Cloud data management startup Druva raises $80M
There is an ongoing trend among businesses to put more of their data into the cloud — and as part of that, to bring ever more smartphones, tablets, laptops and other devices on to their networks to create and consume that data. That is driving a lot of traffic to startups building smart ways to capture, back up and analyse these increasingly complex network architectures. Today, one of the bigger of these startups is announcing a large round of funding.
Druva — which has built a platform that provides backup and data protection for some 4,000 business networks’ various endpoints, infrastructure and apps as of today — has raised $80 million to double down on providing data management and protection for companies that have built networks that use public cloud platforms, going head to head with the likes of EMC, Commvault and Veritas, as well as other data management startups like Rubrik.
“The secondary storage space is ripe for disruption based on the convergence of workloads and the adoption of cloud,” co-founder and CEO Jaspreet Singh told TechCrunch.
This latest round brings the total raised by Druva close to $200 million.
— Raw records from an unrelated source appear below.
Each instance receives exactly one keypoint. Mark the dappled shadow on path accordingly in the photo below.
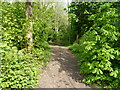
(68, 62)
(62, 70)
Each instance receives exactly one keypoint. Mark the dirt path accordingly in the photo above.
(62, 71)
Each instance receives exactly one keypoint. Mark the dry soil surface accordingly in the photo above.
(62, 71)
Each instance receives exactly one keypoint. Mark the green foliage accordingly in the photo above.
(18, 69)
(98, 48)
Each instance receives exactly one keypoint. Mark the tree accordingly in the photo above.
(30, 24)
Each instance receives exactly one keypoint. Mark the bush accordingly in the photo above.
(98, 51)
(19, 69)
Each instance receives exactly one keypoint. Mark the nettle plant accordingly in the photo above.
(98, 50)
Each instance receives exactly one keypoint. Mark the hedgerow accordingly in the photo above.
(98, 49)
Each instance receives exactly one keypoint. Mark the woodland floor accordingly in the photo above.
(62, 71)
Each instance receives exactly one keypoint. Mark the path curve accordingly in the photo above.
(62, 71)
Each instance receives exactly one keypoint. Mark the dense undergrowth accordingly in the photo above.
(20, 68)
(98, 48)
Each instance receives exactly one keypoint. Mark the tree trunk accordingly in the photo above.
(29, 27)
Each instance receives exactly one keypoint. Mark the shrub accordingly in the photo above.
(18, 69)
(99, 52)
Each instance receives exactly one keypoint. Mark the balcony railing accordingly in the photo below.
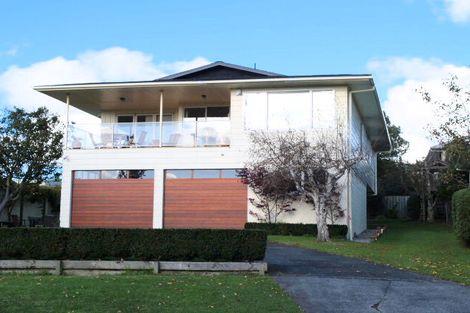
(149, 134)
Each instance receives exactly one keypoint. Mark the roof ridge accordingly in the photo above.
(214, 64)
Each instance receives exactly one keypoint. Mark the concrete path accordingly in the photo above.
(321, 282)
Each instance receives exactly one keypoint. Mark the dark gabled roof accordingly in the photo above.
(219, 71)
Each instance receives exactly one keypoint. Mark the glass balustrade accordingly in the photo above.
(149, 134)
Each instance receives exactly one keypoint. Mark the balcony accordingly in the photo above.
(207, 133)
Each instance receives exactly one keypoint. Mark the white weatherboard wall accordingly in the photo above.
(304, 213)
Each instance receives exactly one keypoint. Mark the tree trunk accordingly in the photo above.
(322, 224)
(430, 204)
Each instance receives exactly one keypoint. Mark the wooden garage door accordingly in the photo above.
(205, 203)
(120, 203)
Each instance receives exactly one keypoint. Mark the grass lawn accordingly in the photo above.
(428, 249)
(142, 293)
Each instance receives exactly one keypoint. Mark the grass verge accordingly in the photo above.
(142, 293)
(425, 248)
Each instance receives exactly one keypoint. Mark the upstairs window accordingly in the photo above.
(305, 109)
It was led by Riverwood Capital (a VC that specialises in growth rounds), and also included participation from previous backers Sequoia Capital India, Nexus Venture Partners, Tenaya Capital, “and most other existing venture investors.”
While Singh would not disclose Druva’s valuation, he did describe this funding as “opportunistic” and the company’s valuation as “a significant up round as the combination of our execution and market opportunity have enhanced our market value significantly.”
As a point of comparison, one of its competitors Rubrik is now valued at $1.3 billion after raising $180 million earlier this year. And Druva’s valuation was last estimated to be around $637.5 million at its last round ($51 million in 2016), and the company tells me it has grown over 300 percent in the last year, with some of its customers including Continental, Emerson, Flex and Fujitsu.
One observer has described the company as on track to be the first SaaS “unicorn” (that is, valued at $1 billion or more) to come out of India, as Druva was originally founded in Pune before relocating to sunny Sunnyvale.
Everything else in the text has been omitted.